Take, for instance, Hash::AsObject. This is a handy module that turns hash keys into method names on that hash:

use Hash::AsObject;

my $hash = Hash::AsObject->new( 'otter' => 'lutris' );
print $hash->otter;
$hash->otter( 'Enhydra' );
$hash->{otter} = 'Lutra';

This is practically the same thing as a C struct. Does it deal with any of those four items? Nope. It’s just a bag of data. I can see everything, change anything, and I know it’s exactly a hash. I can use Hash::AsObject as a base class and override some methods, but that doesn’t really improve anything.

The point of this code is not to completely encapsulate something; that’s almost entirely a secondary (or lower) goal. People don’t build useful tools around the idea that their code will be purely encapsulated. They build tools to get a particular task done better than it has been done before. Encapsulation is what we might call “first world problems”.

Bags of data

Many people use objects as Bags of data. They put in some data and they take out some data. Perl’s blessed hashes are essentially that idea. But that’s not the point of objects, which have behavior. Interesting objects have behavior that is more interesting than simply representing the existing data in some new way.

There a few other things that you want to know when you get and give data:

  • Are these data valid?
  • Are they valid for this context?
  • Does anything else need to change when this changes?

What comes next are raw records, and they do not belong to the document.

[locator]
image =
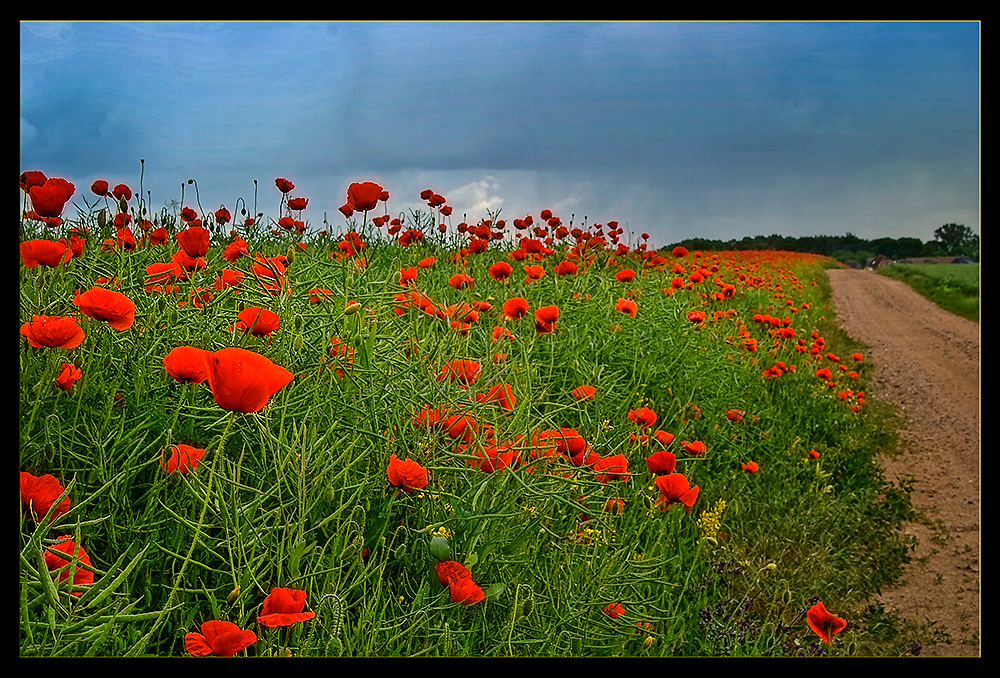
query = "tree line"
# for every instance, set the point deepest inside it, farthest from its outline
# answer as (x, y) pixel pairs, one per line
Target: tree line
(949, 240)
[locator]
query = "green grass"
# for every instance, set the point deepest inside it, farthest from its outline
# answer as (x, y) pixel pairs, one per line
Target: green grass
(953, 287)
(297, 495)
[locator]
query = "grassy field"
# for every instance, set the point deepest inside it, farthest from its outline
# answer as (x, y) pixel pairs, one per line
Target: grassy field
(352, 490)
(953, 287)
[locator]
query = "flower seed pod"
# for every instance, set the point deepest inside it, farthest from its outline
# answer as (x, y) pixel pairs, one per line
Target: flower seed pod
(440, 548)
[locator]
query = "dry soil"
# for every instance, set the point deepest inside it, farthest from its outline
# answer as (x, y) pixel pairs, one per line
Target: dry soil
(927, 364)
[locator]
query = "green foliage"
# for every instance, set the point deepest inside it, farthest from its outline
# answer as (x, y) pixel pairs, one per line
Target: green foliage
(297, 494)
(953, 287)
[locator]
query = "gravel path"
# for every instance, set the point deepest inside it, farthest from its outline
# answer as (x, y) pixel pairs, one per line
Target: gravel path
(927, 364)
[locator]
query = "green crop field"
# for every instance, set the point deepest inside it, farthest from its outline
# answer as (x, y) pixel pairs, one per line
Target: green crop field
(413, 438)
(953, 287)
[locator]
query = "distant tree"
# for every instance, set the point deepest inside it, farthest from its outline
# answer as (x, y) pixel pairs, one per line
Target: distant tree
(908, 247)
(957, 238)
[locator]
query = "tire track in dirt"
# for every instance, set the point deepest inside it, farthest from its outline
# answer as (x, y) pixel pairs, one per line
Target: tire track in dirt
(927, 364)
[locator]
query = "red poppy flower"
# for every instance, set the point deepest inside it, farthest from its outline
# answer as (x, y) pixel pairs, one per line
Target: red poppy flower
(625, 275)
(515, 308)
(407, 275)
(614, 610)
(32, 178)
(611, 468)
(218, 637)
(67, 546)
(363, 196)
(661, 462)
(823, 623)
(465, 591)
(627, 306)
(194, 241)
(260, 322)
(675, 489)
(284, 608)
(53, 332)
(228, 278)
(186, 364)
(406, 474)
(545, 319)
(68, 376)
(49, 199)
(318, 294)
(122, 191)
(102, 304)
(695, 447)
(39, 493)
(534, 271)
(461, 281)
(44, 252)
(566, 267)
(643, 416)
(450, 570)
(501, 270)
(183, 458)
(243, 381)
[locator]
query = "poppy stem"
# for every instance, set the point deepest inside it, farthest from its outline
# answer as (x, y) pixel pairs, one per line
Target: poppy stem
(140, 646)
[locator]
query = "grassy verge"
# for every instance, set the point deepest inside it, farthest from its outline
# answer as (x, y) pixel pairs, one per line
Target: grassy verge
(953, 287)
(551, 503)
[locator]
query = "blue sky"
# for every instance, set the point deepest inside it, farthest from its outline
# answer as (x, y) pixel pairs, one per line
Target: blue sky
(714, 130)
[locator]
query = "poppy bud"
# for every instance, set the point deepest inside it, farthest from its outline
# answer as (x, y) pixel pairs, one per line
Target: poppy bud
(440, 548)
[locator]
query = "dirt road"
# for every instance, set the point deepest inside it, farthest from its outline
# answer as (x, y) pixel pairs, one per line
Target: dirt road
(927, 364)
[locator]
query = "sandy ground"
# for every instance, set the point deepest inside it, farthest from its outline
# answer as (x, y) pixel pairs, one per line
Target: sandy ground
(927, 364)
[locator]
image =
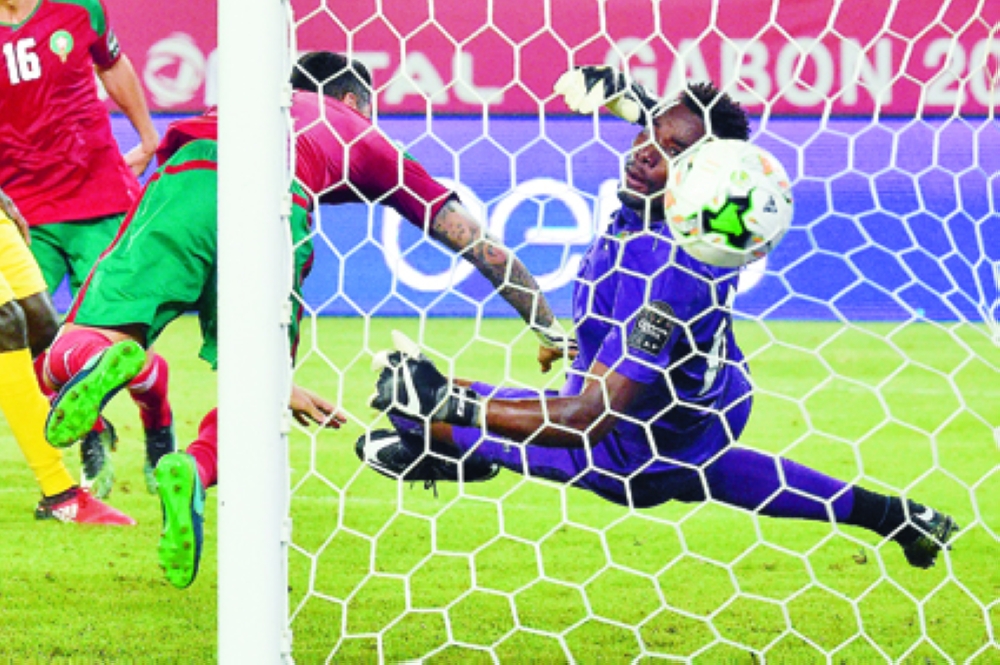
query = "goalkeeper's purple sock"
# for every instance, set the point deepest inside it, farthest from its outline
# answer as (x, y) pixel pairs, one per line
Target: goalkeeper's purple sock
(776, 487)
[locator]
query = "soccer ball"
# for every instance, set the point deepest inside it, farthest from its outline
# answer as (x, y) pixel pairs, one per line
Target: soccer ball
(728, 202)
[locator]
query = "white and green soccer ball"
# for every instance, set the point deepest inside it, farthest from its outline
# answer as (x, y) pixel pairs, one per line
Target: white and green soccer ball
(728, 202)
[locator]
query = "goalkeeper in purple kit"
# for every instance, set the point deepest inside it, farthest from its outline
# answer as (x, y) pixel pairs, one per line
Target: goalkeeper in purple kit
(660, 391)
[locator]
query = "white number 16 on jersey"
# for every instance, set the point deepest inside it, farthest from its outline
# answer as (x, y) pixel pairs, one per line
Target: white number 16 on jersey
(22, 62)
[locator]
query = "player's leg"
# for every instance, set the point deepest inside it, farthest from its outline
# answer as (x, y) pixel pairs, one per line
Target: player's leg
(778, 487)
(89, 241)
(90, 368)
(21, 399)
(182, 478)
(46, 247)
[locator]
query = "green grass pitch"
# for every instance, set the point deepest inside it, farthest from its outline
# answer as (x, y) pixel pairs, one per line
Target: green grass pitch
(525, 571)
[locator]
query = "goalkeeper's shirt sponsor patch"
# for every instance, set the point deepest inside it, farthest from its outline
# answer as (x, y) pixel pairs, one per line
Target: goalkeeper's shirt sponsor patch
(652, 328)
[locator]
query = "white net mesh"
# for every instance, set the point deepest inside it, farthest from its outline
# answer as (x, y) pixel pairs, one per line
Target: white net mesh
(871, 333)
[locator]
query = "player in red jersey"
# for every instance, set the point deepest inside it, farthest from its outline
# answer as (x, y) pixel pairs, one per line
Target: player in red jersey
(24, 303)
(61, 163)
(114, 316)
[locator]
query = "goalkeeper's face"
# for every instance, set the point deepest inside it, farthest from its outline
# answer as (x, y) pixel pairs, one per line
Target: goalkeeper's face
(647, 164)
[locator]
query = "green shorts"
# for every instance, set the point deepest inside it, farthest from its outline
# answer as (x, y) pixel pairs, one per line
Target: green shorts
(164, 263)
(71, 248)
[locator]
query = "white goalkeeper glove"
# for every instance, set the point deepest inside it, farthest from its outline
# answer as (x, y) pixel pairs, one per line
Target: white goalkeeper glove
(409, 384)
(555, 337)
(586, 89)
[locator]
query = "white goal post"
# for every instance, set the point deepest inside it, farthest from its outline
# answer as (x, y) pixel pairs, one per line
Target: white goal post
(254, 368)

The setter method isn’t there to primarily to store the data. It’s the traffic cop that ensures you are following the rules and what you are doing makes sense. If it makes sense, the inner working continues, and otherwise the traffic cop complains. That’s the primary job of the setter.

Many people think types solve this problem, and I guess that collection of very specific types (DateOlderThan21Years) can do that, but then you have an infinite number of types and all of the complexity you think you are saving goes into the type system. For example, “Int” is often a type, but most of the time you use an integer, not all integers are valid values.

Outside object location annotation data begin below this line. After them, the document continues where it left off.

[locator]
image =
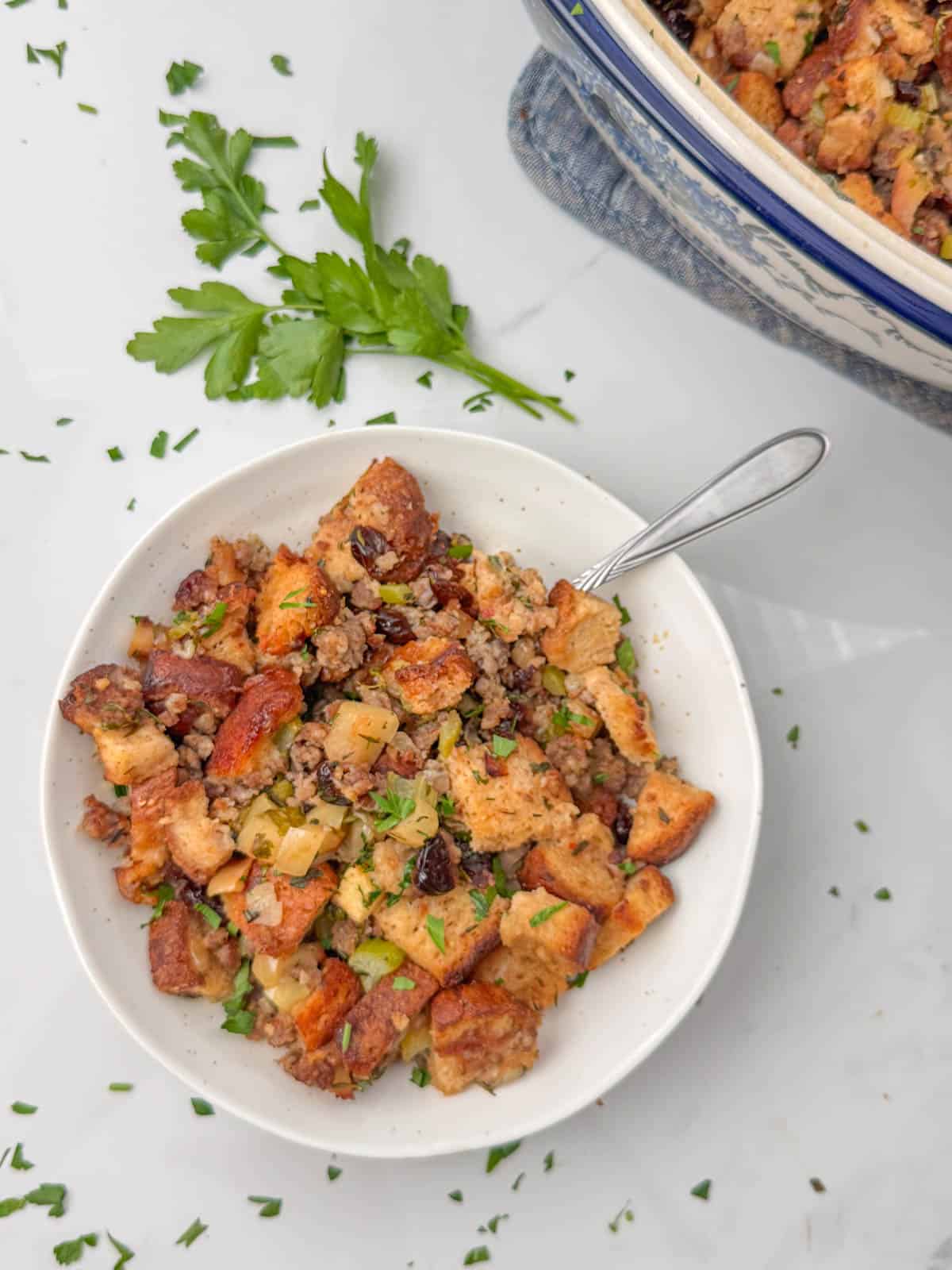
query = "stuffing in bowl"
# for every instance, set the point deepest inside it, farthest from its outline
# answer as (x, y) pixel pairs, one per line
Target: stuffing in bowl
(385, 799)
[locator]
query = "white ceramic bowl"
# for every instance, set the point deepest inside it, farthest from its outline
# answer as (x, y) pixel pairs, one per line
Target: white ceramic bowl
(505, 497)
(739, 196)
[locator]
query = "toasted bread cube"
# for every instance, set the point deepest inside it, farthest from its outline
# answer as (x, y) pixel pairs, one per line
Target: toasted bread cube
(179, 958)
(480, 1033)
(668, 818)
(107, 704)
(143, 869)
(585, 632)
(579, 869)
(528, 803)
(198, 845)
(300, 906)
(370, 1035)
(647, 895)
(296, 598)
(551, 930)
(359, 732)
(526, 977)
(338, 992)
(409, 925)
(624, 710)
(389, 499)
(429, 675)
(207, 683)
(245, 741)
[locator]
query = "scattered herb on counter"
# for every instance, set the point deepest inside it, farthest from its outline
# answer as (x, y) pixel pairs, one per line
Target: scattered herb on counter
(190, 1236)
(499, 1153)
(271, 1206)
(545, 914)
(333, 310)
(435, 929)
(71, 1250)
(51, 55)
(182, 75)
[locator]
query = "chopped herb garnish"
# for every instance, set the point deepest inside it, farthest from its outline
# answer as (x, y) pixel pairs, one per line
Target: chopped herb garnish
(71, 1250)
(499, 1153)
(186, 441)
(271, 1204)
(435, 929)
(182, 75)
(190, 1236)
(545, 914)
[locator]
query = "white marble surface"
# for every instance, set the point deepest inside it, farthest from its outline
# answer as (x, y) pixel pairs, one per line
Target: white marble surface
(823, 1047)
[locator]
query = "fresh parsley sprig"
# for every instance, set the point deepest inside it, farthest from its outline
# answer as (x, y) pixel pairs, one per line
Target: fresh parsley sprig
(334, 309)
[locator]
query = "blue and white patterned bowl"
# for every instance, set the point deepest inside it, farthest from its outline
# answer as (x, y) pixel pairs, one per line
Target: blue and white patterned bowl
(742, 198)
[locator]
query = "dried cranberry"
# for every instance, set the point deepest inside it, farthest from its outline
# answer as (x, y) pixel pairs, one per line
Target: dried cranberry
(393, 625)
(622, 822)
(328, 785)
(433, 872)
(366, 545)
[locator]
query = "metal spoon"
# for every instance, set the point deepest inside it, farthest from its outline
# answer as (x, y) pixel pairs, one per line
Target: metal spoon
(761, 476)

You still have to check that the value is valid. Once you have to do that, the attractiveness of syntax shortcuts quickly disappears because you have to bring back all the complexity of the thing you are trying to replace.

And, it’s not as simple as checking one value. With encapsulation, the object may need to update several things in the object. Object frameworks typically punt on these sorts of issues because the coordination isn’t something they can easily force of a task when they don’t even know the object represents. The tangled web in Moose or Cor isn’t going to be better than subroutines.